Super moist and flavorful Apple Pumpkin Cake Bars, crowned with an apple-pear streusel topping and a cinnamon cream cheese drizzle! Your new favorite fall treat is here!
Place apples and pear in medium saucepan with ginger, water, lemon juice, sugar, cinnamon, and vanilla bean paste. Bring to a boil to dissolve the sugar.
Reduce heat to medium low and simmer under a lid for 16-20 minutes, stirring occasionally, until the fruit is semi-translucent. Remove from heat and allow to cool. Strain before use.
Streusel Topping
Place dry ingredients in a medium sized bowl. Cut in butter with your fingers, a fork, or a pastry blender until butter is incorporated and streusel chunks have formed.
Store in refrigerator until ready to use.
Pumpkin Cake
Preheat oven to 350 degrees F. Spray a 9x13 baking pan with nonstick spray and set aside.
In a small bowl, whisk the flour, baking powder, baking soda, salt, cinnamon, and pumpkin pie spice together until combined.

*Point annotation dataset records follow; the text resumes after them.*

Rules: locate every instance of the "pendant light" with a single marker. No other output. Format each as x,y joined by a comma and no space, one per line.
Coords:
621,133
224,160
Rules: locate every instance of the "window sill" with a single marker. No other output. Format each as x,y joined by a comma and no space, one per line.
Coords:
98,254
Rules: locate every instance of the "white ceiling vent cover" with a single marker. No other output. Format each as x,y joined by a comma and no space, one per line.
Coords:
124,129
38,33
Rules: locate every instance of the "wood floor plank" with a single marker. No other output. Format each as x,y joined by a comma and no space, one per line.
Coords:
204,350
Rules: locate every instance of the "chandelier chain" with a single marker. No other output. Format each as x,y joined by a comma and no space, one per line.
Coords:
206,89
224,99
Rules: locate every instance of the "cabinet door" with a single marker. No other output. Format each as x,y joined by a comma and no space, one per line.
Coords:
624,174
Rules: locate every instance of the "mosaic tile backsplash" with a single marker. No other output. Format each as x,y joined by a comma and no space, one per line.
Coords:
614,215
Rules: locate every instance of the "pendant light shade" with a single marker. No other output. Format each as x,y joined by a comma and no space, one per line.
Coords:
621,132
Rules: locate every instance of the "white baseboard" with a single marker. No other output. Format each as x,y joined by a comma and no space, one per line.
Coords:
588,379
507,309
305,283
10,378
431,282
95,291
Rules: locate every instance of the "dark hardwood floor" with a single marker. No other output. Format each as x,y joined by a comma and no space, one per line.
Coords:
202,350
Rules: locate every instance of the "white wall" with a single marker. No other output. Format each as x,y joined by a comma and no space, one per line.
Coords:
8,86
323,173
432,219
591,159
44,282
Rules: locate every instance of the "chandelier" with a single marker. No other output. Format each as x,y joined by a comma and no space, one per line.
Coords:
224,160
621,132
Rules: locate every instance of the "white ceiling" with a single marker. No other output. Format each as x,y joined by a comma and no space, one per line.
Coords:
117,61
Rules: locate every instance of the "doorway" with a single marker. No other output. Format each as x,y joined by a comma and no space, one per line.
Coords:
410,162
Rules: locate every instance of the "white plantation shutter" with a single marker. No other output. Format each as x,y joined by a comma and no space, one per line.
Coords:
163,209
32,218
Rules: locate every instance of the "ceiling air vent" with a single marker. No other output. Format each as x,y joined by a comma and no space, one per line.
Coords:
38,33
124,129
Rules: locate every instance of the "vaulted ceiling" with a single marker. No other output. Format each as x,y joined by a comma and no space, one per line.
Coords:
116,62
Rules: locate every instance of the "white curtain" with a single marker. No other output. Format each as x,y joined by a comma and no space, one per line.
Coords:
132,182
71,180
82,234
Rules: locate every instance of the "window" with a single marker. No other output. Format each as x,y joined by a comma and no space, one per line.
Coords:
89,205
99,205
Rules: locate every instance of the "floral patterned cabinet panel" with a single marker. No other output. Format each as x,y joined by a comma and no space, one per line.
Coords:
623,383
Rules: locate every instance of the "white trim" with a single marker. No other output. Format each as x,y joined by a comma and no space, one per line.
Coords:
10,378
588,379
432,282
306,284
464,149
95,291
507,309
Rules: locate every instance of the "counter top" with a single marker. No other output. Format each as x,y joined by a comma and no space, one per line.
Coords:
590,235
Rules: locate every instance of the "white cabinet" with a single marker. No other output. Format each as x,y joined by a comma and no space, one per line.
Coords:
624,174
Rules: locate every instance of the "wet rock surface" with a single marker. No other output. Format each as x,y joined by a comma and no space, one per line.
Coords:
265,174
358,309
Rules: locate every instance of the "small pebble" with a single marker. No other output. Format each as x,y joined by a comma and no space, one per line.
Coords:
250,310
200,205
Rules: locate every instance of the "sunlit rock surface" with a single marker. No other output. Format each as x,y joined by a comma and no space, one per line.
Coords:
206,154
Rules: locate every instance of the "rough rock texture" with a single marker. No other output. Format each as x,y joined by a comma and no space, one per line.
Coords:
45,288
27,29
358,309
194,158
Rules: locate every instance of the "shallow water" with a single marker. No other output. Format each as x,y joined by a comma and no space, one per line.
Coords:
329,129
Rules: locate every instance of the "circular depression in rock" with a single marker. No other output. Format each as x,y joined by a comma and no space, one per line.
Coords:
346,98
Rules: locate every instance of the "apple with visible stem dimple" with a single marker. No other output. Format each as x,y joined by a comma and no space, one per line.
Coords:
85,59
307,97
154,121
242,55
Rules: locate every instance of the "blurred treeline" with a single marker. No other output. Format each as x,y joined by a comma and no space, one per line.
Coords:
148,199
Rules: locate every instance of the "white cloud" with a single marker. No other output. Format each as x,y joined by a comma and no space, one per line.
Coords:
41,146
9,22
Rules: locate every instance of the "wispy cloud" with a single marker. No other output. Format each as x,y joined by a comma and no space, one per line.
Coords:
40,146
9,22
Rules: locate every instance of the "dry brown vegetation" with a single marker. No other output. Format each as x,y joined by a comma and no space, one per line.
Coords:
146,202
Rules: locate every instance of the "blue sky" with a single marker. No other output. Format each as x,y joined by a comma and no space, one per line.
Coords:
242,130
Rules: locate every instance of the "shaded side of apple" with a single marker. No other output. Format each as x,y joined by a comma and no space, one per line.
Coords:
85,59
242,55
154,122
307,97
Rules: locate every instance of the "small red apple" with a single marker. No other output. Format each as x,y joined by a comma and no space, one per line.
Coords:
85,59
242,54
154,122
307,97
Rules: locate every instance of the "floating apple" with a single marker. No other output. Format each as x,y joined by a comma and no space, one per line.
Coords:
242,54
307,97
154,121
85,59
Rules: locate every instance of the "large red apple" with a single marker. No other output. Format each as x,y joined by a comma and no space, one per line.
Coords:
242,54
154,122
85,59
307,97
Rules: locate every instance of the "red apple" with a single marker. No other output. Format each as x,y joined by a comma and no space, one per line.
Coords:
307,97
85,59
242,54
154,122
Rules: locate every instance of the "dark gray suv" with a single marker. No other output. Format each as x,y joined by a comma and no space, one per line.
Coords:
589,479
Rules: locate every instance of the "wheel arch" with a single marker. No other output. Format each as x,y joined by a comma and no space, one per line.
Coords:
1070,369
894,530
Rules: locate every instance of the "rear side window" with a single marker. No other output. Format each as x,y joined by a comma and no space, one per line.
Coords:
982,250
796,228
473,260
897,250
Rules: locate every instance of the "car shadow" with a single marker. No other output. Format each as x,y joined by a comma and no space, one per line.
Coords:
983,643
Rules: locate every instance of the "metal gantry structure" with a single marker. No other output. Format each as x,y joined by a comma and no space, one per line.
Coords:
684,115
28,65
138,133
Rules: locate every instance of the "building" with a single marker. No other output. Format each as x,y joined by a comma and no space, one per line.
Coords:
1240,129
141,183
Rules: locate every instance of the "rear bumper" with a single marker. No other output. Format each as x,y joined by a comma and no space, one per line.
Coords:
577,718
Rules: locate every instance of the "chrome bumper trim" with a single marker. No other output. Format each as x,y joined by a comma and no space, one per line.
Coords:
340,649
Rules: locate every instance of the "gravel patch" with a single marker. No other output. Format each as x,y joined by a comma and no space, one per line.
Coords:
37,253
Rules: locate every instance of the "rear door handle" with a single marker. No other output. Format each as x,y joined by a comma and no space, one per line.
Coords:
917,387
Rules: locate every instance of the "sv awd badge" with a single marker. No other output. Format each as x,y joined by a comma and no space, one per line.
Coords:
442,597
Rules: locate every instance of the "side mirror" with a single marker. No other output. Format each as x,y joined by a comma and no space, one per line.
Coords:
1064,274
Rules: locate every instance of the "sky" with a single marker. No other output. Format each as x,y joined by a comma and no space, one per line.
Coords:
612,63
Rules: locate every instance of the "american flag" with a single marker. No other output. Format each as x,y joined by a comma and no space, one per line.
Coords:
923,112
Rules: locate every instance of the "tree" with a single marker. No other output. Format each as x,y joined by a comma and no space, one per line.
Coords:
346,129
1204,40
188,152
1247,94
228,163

In a large bowl, combine the pumpkin puree, brown sugar, applesauce, and eggs. Stir with wooden spoon until combined.
Add the dry mixture to wet ingredients and stir until just combined.
Pour mix into prepared 9x13 pan. Gently drop strained Apple-Pear compote on top of cake, then top with streusel mixture.
Bake for 30-40 minutes, or until a toothpick inserted in the center comes out clean. Allow cake to cool completely in pan, then cut cake into 2-inch bars.
Cinnamon Cream Cheese Icing
In a small bowl, stir the sifted confectioners sugar and cinnamon into the cream cheese with a rubber spatula until well combined.
Microwave icing for 30 seconds until thin and drizzle on cake bars.
Notes
The Cinnamon Cream Cheese Icing recipe makes just enough for this dessert!